Alex's Notes

Preprocessing Text in keras

As presented in Chollet: Chapter 11: Deep Learning for Text

Since deep learning models are differentiable functions, they need to operate on numeric tensors. Vectorizing text is the process of transforming raw text into numeric tensors. There are many approaches but they all follow a standard template:

  • standardize the text to make it easier to process, eg convert it to lower case or remove punctuation.

  • tokenize the text, split it into tokens such as characters, words, or groups of words.

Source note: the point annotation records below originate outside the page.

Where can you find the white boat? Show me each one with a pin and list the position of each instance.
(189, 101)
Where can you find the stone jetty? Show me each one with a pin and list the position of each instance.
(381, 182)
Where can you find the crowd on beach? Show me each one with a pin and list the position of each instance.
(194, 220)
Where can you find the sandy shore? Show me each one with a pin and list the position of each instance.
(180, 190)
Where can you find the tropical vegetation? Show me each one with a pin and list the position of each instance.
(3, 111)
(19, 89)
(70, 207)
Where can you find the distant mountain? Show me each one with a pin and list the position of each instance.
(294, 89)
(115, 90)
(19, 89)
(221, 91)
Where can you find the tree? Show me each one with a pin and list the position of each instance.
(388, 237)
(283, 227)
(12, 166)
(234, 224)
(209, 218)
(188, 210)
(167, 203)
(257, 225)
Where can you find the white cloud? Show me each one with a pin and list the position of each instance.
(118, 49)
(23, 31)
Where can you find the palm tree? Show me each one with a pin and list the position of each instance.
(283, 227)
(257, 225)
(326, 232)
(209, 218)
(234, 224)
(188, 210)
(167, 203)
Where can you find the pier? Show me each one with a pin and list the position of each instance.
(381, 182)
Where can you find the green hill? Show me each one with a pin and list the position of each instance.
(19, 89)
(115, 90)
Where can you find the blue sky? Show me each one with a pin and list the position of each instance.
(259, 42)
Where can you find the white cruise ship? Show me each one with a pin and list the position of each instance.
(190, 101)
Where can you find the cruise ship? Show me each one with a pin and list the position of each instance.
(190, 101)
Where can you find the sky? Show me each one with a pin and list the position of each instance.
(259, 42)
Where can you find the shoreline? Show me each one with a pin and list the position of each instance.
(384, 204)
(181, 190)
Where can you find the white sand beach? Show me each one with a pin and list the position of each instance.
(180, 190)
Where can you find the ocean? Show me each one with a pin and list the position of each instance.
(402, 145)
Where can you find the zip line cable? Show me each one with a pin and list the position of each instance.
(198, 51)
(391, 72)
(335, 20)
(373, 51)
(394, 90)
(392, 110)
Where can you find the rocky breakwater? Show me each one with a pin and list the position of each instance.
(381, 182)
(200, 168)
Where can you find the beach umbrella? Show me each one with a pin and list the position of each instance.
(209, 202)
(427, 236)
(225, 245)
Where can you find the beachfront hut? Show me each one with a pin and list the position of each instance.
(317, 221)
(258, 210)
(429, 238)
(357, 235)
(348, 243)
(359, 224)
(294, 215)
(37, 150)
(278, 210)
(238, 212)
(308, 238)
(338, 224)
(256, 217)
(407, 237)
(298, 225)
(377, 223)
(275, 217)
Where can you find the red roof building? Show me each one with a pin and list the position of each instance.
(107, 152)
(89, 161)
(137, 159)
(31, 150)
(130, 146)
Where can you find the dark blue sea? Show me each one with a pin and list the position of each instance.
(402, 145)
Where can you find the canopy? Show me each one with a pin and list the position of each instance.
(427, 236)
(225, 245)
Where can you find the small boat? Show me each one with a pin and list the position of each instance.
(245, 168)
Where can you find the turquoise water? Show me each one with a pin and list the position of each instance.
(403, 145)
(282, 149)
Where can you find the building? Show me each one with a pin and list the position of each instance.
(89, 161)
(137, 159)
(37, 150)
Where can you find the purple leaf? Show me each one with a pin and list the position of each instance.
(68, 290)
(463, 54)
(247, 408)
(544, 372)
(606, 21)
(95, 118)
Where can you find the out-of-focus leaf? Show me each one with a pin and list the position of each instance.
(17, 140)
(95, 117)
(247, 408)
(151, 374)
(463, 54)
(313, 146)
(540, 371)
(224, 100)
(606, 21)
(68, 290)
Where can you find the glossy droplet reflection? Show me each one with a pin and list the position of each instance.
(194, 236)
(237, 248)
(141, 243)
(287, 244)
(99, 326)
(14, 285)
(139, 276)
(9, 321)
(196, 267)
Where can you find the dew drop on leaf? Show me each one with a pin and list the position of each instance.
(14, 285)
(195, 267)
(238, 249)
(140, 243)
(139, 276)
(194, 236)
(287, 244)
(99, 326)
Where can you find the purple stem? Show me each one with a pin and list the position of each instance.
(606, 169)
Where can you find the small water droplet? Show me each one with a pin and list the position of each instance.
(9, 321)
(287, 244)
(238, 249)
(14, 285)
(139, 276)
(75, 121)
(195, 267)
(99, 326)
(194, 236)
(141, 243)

  • Index the tokens present in the data and convert each token into a numerical vector.

    It looks like this:

Standardization

Text standardization is a basic form of feature engineering that aims to erase encoding differences that you don’t want your model to have to deal with. Consider the following:

“sunset came. i was staring at the Mexico sky. Isnt nature splendid??”

“Sunset came; I stared at the México sky. Isn’t nature splendid?”

We parse these as near identical in meaning, but their byte string representations would look very different. Some steps we could take to bring them closer together include:

  • convert to lowercase and remove punctuation.

  • replace special characters like accents with some standard form.

  • Stemming or lemmatization (this is rarely used in ML though, more in IR).

    Following these steps will mean your model needs less training data and will generalize better. But the right steps are task dependent. You don’t want to remove ‘?’ characters in QA tasks for example.

Tokenization

After standardization you need to break your text up into units to be vectorized, ie tokens. You could do:

  • Word-level tokenization or its variant sub-word tokenization. Here tokens are space or punctuation separated substrings. In sub-word tokenization we might treat “staring” as “star+ing” or “star” “ing”.

  • N-gram tokenization where tokens are groups of N consecutive words.

  • Character tokenization this is rarely used, only for specialized tasks like text generation and speech recognition.

As a rule of thumb, if you are building a sequence model use word/sub-word tokenization. If you are building a bag of words model, use N-grams.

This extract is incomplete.